Este criterio de “normalidad sexual” implica muchas cosas. Una de ellas, explícita, es que la regla es la heterosexualidad. Pero menos obvia es la normativa que impone sobre los cuerpos. Si la única práctica que el nuevo agente normativo (“la naturaleza”) acepta es el coito vaginal, sólo serán considerados “normales” los cuerpos cuyos genitales se adapten a esa práctica sexual. Si no es así, se deberán corregir los cuerpos, no la definición. Esto justifica oponerse a las prácticas sexuales no reproductivas, los cuerpos no hegemónicos (mucho más si son no binarios), las parejas homosexuales y todo tipo de “desvíos” de la sexualidad (parafilias). Se aconsejaba no recurrir a la policía para reprimirlo, sino a la ciencia para modificarlo y recuperarlo para la sociedad.

Nos encontramos entonces con una construcción de pensamiento muy fuerte y de gran autoridad, que en el último cuarto de siglo viene siendo amenazado por avances políticos como el matrimonio igualitario, la ley de identidad de género, la permisividad social en cuanto a prácticas sexuales, la legalización del aborto, la no intervención en los cuerpos intersexuales, la protección y reconocimiento de las infancias trans y sus experiencias, y por supuesto el feminismo, la demanda de igualdad y la ruptura de estereotipos sobre la feminidad, sus lugares sociales asignados, sus características esperables, y los consecuentes impactos sobre las masculinidades. Y más allá de las muertes, la lucha contra el sistema de violencia femicida. Todo esto marca una agenda internacional que ha recibido un contragolpe orquestado muy explícito por las religiones patriarcales y sus lugartenientes, y que tiene bastante desorientados a los varones progresistas.
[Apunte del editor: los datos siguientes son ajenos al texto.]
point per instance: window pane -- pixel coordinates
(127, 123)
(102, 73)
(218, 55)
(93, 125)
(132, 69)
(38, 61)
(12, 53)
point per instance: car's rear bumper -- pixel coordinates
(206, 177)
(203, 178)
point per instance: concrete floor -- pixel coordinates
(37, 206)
Desde que la perspectiva de género comenzó a disputar la hegemonía conservadora, cambiaron el lenguaje y las estrategias para lograr frenar el avance de las democracias garantistas. Hubo una apropiación del discurso de los derechos humanos (para sostener que el derecho a la vida es absoluto, y por lo tanto la prohibición del aborto también debe serlo), una apropiación del lenguaje de género (para afirmar que mujeres y varones somos diferentes y complementarios, y por naturaleza las mujeres tendemos a la maternidad y la familia), una apropiación de los intentos de construir nuevas masculinidades (para agrupar padres separados de sus hijos por abuso o violencia, y reclamar su derecho a ejercer la paternidad e incluso denunciar por obstrucción de vínculo a las madres protectoras), una apropiación de las estrategias legales (recursos de amparo para impedir el acceso a políticas sexuales y para mantener bajo tutela patriarcal a la familia como un todo y no los derechos de cada uno de sus integrantes) y una fuerte militancia en los ámbitos legislativos, docentes y de comunicación social.
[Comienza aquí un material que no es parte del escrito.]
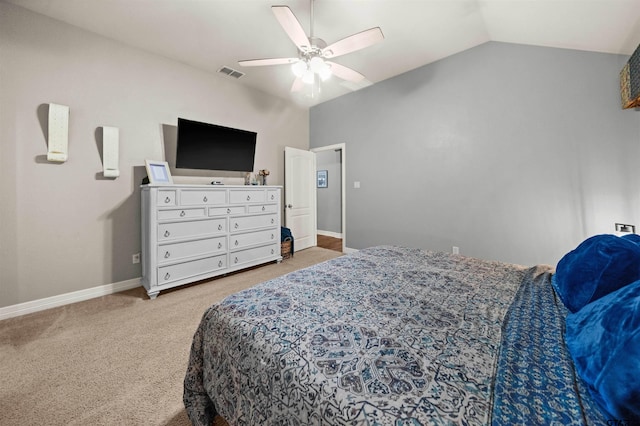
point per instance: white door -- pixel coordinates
(300, 196)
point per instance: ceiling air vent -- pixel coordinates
(231, 72)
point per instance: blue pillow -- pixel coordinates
(632, 237)
(604, 341)
(598, 266)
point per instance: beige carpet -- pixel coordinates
(114, 360)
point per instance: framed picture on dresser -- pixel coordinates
(158, 172)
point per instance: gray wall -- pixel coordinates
(510, 152)
(63, 227)
(329, 199)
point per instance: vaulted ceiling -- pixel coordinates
(210, 34)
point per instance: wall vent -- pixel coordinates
(231, 72)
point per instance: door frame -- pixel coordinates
(343, 190)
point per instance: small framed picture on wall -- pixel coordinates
(322, 178)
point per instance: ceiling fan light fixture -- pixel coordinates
(316, 64)
(299, 68)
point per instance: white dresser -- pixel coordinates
(193, 232)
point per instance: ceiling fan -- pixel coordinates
(312, 64)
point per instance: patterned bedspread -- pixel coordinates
(384, 336)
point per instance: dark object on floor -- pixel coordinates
(286, 240)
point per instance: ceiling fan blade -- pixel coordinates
(346, 73)
(269, 61)
(291, 26)
(354, 42)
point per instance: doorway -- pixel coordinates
(331, 197)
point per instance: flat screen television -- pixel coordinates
(207, 146)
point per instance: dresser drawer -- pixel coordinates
(273, 195)
(203, 197)
(247, 223)
(167, 274)
(253, 238)
(247, 196)
(174, 230)
(263, 208)
(250, 255)
(171, 252)
(221, 211)
(180, 214)
(166, 198)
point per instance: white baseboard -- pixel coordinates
(67, 298)
(329, 233)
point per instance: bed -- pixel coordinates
(392, 336)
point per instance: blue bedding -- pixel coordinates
(536, 381)
(388, 336)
Mientras tanto, a la izquierda le cuesta tanto adherir a la consigna antipatriarcal del feminismo anticapitalista y decolonial, que conformar un fuerte paradigma emancipatorio en América Latina choca todavía con la consideración de que la política es neutral y el feminismo distrae de las contradicciones principales. Renunciar a los privilegios de género es más difícil que renunciar a los de clase.

Diana Maffía. Doctora en filosofía. Directora del Observatorio de Género en la Justicia del Consejo de la Magistratura de Buenos Aires.